This year marks the fortieth anniversary of the publication of Harry Braverman’s magnum opus, Labor and Monopoly Capital (Monthly Review Press, 1974). We are marking this anniversary by publishing as the Review of the Month in this issue an article by R. Jamil Jonna and John Bellamy Foster, entitled “Braverman and the Structure of the U.S. Working Class: Beyond the Degradation of Labor,” originally published this fall in the Employee Responsibilities and Rights Journal, and reprinted here by permission. Due to copyright restrictions we regret that this article will not be publicly available for free on the MR. However, all subscribers will have online access to the article in pdf form as part of the MR.
Joe Berry, the editor of the Interactive Issues Section of the Labor Studies Journal (LSJ), has informed us that LSJ is soliciting the submission of articles for a possible section on the historical impact of Braverman’s Labor and Monopoly Capital in honor of its 40th anniversary. Abstracts are being requested by October 1, 2014, and final papers by November 1, 2014. Because of the unusual character of this topic for LSJ, submissions of any length will be considered and may be in other than regular essay form. Please send any abstracts or inquiries to Joe Berry, Interactive Issues Editor, Labor Studies Journal, joeberry [at] igc.org.

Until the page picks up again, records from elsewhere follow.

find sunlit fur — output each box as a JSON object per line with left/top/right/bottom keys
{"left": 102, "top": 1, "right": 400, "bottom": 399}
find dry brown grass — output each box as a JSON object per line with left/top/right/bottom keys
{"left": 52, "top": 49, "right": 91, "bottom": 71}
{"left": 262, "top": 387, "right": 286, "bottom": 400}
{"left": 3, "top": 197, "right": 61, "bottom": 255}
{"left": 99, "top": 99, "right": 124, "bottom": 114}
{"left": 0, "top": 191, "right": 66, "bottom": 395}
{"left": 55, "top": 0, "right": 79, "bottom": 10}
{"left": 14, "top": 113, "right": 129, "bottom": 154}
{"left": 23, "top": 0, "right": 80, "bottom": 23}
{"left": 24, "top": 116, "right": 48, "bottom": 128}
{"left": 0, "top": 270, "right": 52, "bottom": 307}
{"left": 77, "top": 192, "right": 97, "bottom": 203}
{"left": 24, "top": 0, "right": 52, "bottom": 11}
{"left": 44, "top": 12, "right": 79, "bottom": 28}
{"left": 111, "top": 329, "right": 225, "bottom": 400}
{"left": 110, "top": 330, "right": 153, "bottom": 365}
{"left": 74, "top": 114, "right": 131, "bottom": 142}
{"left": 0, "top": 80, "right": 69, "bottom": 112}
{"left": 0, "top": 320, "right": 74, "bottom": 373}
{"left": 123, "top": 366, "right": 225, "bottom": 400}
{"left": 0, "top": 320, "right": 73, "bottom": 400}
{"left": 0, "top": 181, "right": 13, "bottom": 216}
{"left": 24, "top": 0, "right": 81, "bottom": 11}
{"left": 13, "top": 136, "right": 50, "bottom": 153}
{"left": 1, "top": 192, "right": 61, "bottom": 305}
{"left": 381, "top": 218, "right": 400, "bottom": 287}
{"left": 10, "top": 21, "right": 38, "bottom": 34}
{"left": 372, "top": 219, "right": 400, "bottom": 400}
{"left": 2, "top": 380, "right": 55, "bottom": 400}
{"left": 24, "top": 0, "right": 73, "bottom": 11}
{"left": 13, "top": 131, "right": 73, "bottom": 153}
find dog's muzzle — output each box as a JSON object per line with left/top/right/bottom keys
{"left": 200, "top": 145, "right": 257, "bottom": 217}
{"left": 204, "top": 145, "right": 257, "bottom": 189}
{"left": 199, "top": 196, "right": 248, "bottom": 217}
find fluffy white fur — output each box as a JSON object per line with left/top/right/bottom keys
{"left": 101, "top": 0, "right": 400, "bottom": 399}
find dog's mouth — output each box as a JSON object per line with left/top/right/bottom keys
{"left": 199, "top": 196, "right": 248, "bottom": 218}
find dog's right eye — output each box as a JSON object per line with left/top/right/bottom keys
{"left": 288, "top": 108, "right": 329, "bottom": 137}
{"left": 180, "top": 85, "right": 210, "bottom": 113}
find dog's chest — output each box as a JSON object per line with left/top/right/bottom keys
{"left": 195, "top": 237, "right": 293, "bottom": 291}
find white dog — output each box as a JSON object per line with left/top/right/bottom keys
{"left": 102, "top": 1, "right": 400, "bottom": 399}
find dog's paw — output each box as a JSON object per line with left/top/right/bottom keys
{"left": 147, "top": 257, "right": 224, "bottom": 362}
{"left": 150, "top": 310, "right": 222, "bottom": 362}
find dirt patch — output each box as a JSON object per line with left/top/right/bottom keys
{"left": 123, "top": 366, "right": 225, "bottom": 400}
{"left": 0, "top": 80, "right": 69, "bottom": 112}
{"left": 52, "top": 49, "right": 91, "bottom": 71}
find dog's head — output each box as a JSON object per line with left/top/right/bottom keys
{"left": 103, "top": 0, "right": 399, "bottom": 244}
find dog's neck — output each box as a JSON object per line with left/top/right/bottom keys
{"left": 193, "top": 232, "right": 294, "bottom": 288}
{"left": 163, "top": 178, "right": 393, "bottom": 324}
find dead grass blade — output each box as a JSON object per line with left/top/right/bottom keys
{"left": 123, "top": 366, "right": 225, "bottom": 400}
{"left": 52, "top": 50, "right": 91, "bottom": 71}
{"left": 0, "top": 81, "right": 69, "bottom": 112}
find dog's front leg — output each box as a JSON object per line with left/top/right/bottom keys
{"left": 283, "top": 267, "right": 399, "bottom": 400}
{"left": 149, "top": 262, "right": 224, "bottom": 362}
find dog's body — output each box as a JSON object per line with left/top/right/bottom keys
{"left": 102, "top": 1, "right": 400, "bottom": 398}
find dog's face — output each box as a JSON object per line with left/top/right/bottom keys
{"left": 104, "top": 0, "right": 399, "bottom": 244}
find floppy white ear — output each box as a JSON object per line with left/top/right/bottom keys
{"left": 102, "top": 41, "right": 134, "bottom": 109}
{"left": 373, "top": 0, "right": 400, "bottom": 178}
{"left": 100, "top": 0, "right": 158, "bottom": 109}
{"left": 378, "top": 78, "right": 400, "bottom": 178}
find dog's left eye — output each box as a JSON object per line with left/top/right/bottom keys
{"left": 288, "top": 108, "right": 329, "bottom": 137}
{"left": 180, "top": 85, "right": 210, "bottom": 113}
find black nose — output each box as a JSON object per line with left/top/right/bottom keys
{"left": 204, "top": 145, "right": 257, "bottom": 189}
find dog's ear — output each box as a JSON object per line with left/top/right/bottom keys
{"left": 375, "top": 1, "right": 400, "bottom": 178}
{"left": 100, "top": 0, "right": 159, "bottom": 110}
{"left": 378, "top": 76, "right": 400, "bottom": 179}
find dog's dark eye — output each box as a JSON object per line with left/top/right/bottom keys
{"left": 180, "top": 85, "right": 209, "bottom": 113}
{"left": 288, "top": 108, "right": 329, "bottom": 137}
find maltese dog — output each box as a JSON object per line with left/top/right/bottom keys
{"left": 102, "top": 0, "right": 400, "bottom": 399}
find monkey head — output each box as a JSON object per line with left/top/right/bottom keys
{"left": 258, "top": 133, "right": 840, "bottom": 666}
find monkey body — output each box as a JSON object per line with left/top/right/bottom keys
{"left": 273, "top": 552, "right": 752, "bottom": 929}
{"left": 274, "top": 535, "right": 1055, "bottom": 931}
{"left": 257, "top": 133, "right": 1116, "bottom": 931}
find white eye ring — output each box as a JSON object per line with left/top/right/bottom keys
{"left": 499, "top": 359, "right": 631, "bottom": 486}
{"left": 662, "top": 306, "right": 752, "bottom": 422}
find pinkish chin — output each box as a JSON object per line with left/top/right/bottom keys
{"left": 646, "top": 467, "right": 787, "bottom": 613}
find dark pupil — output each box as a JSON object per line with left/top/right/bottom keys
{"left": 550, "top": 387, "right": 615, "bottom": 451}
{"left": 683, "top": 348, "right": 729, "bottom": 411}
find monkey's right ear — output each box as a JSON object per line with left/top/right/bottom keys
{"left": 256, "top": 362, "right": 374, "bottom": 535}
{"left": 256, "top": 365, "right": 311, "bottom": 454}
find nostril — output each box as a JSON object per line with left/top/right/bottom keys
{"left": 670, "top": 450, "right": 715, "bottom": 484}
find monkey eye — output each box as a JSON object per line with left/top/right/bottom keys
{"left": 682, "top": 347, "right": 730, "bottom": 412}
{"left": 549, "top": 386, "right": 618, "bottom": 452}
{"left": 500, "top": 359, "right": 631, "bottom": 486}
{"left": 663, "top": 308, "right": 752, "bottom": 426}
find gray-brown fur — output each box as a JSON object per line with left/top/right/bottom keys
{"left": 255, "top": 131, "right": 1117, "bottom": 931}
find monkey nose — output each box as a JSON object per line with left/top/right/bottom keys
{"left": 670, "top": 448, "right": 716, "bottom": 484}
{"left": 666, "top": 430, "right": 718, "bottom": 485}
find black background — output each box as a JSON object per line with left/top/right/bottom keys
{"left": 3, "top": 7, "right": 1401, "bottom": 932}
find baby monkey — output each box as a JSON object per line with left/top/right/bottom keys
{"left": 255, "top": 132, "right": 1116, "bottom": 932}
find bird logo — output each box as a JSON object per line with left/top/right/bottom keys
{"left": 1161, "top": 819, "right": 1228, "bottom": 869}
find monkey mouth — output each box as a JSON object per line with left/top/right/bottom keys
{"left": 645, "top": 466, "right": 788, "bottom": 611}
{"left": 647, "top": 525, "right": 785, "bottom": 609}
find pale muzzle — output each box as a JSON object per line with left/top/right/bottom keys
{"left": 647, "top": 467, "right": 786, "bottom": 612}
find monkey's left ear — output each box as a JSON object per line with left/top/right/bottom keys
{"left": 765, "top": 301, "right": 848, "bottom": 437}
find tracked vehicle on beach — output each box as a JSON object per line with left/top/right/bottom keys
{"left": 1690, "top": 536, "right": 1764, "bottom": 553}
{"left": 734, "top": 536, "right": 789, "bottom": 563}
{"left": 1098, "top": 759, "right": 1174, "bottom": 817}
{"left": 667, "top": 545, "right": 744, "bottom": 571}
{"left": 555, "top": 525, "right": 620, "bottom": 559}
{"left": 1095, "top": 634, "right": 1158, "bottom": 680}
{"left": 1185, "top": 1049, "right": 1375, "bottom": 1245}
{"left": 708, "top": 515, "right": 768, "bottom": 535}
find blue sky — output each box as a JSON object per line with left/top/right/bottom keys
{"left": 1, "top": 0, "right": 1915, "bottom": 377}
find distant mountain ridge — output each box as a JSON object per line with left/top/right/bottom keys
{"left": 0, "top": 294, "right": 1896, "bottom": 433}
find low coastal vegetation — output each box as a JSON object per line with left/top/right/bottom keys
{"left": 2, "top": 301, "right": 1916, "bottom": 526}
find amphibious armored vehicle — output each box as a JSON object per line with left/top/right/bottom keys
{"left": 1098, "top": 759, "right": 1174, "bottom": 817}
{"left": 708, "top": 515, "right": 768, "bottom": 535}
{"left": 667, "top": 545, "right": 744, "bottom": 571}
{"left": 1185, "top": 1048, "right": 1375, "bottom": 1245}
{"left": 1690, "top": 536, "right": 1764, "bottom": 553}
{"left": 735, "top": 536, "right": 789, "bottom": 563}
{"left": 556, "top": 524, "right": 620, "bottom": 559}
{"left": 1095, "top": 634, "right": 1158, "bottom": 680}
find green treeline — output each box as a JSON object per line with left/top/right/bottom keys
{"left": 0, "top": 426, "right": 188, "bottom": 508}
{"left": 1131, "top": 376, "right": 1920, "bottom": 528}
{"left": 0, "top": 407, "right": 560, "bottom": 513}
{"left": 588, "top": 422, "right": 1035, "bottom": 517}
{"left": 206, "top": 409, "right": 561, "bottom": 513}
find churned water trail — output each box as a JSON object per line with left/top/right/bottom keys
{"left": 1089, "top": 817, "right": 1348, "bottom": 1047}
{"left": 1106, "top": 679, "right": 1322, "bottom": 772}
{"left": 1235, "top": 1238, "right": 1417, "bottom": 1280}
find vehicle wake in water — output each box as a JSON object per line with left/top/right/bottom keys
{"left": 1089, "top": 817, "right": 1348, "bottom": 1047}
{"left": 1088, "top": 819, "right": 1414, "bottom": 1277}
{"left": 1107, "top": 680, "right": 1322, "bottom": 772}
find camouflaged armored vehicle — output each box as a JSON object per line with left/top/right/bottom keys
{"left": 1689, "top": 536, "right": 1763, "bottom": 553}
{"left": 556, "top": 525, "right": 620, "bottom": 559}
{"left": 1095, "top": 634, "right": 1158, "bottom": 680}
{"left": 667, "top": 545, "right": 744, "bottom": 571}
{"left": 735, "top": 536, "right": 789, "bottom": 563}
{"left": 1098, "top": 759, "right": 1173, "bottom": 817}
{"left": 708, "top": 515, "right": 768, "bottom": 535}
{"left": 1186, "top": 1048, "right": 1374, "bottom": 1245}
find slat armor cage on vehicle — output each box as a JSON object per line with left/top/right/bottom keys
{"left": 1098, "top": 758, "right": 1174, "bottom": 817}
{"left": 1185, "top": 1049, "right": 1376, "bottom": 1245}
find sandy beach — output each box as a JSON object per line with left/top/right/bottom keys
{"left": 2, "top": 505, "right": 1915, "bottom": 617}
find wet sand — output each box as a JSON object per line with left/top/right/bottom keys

An article in the July 24, 2014 issue of Publisher’s Weekly carried the title “South End Throws in the Towel.” The reason for the thirty-seven-year-old South End Press’s demise was financial. It had not managed to publish a new book for over two years, due to dwindling monetary resources and mounting debt. South End entered the Great Recession already in a tenuous financial condition (of the kind that periodically threatens all small, nonprofit left publishers). Its attempt to deal with its worsening budgetary situation led to a cost-saving relocation in 2010 from its longtime Cambridge, Massachusetts home to Brooklyn, made possible by Medgar Evers College of the City University of New York. This was followed by a major financial drive two years later. However, all of this was not enough to turn things around in the difficult economic climate, making South End a casualty of the U.S. financial crisis and the deep stagnation that followed.
We would like to provide homage to all of those who made South End Press such an important and vital part of the overall left movement in the country. Indeed, it is hard for us to think of the new social movements from the 1970s on without also thinking of South End Press. It was known for its courageous publication of such authors as Noam Chomsky, Edward Herman, bell hooks, Arundhati Roy, Daniel Singer, and Howard Zinn. The publication of Herman and Chomsky’s The Political Economy of Human Rights in 1979 stands out as a landmark in U.S. publishing, and in the analysis of U.S. imperialism.
South End’s demise leaves a vibrant community of left publishers behind in the United States. Besides Monthly Review Press, there is Haymarket Books (which is taking up many South End Press titles), New Press, Nation Books, Verso (now based in New York as well as London), Seven Stories, AK Press, PM Press, and others. Nevertheless, the disappearance of South End Press is a genuine loss: the demise of something distinctive, which we must strive to remember in our struggles.